In recent decades, federal policymakers have increasingly shunned the outright disbursing of benefits to individuals and families, and favored less visible, indirect incentives and subsidies, from tax breaks to payments for services to private companies. These "submerged" policies, Mettler shows, obscure the role of government and exaggerate that of the market. As a result, citizens are unaware not only of the benefits they receive, but of the massive advantages given to powerful interests, such as insurance companies and the financial industry.
Darwin: economic naturalist
Who was the greater economist – Adam Smith or Charles Darwin? The question seems absurd. Darwin, after all, was a naturalist. But in a new book, "The Darwin Economy: Liberty, Competition and the Common Good" (Princeton University Press), Robert Frank, the H.J. Louis Professor of Management and professor of economics, predicts that within the next century Darwin will unseat Smith as the intellectual founder of economics.
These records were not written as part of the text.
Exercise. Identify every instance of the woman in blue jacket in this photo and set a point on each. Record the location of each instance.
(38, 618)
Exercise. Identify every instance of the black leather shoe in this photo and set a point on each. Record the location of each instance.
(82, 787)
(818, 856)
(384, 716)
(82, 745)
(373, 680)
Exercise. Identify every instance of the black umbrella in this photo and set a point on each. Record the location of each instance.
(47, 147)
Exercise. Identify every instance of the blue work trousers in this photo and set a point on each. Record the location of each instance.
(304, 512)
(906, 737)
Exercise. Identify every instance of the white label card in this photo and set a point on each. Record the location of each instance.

The reason, Frank argues, is that Darwin's understanding of competition describes economic reality far more accurately than Smith's – and that the failure to recognize that we live in Darwin's world rather than Smith's prevents us from seeing that competition alone will not solve our problems.
Frank, who also is an economics columnist for The New York Times and author of "The Economic Naturalist," rests his case on Darwin's insight that individual and group interests often diverge sharply.
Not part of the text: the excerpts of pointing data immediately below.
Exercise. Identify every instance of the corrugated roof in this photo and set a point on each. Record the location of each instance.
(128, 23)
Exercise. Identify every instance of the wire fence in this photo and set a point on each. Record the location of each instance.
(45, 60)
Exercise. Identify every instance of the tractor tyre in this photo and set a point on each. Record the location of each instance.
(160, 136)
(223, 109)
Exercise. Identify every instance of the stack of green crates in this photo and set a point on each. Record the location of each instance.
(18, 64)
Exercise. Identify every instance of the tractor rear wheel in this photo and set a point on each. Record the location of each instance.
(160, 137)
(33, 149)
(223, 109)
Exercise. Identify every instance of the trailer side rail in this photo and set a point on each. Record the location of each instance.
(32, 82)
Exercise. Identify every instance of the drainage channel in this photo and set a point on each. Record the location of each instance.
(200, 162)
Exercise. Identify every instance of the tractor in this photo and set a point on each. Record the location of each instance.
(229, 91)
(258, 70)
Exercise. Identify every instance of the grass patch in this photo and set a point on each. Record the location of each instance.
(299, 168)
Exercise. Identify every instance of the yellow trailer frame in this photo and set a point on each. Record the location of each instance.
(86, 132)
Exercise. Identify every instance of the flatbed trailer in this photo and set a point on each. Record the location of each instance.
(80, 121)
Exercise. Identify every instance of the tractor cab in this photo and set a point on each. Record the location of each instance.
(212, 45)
Ups and downs of magnetic levitation
"Rising Force: The Magic of Magnetic Levitation" (Harvard University Press) is a popular introduction to "maglev"– the use of magnetic forces to overcome gravity and friction. Author James Livingston '52 takes lay readers on a journey of discovery, from maglev nanotechnology to Chinese trains that travel at 250 mph without touching the tracks. He finds magic in "fighting friction by fighting gravity."
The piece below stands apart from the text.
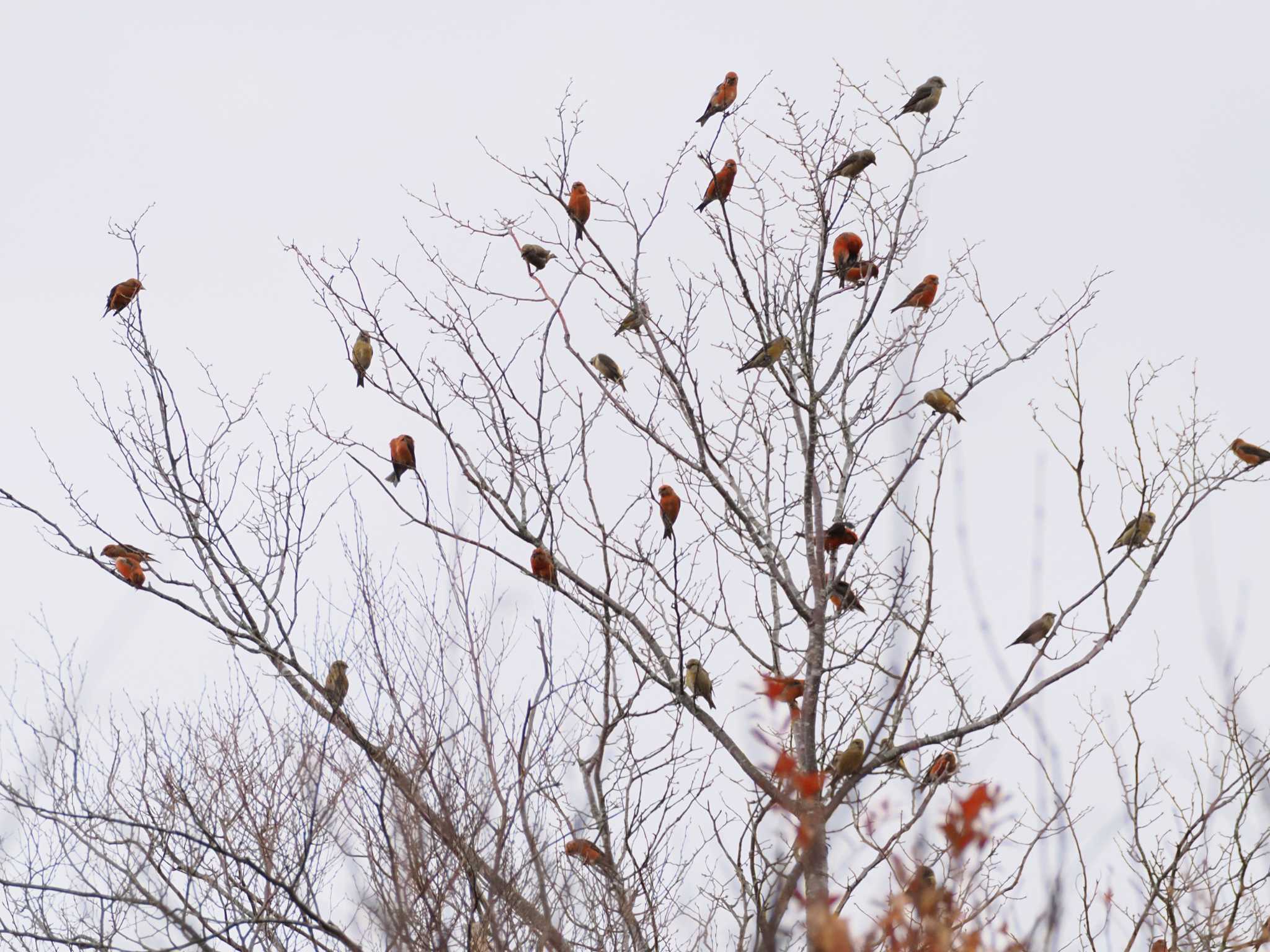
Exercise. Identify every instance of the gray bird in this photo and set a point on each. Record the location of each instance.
(1036, 632)
(925, 98)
Livingston begins with examples of our historical fascination with levitation, real and fake. He then introduces the components of maglev: gravitational and magnetic forces in the universe, force fields, diamagnetism and stabilization, superdiamagnetism and supercurrents, maglev nanotechnology and more. He explores the development of superconductors that are making large-scale levitation devices possible and the use of magnetic bearings in products ranging from implanted blood pumps to wind turbines, integrated circuit fabrication and centrifuges to enrich uranium.
Bosteels tracks Alain Badiou
In "Badiou and Politics (Post-Contemporary Interventions)" (Duke University Press), Bruno Bosteels, professor of Romance studies, interprets the work of influential French philosopher Alain Badiou. Bosteels draws on Badiou's writings from the 1960s to the present and Badiou's exchanges with such eminences as Jacques Lacan, Jacques Derrida and Judith Butler. Bosteels tracks Badiou's political activities from May 1968 through his embrace of Maoism and his work to mobilize France's illegal immigrants.
This is Bosteels' third book in the past few months. In June, his "The Actuality of Communism" was published, as well as his translation of Badiou's "Wittgenstein's Anti-Philosophy."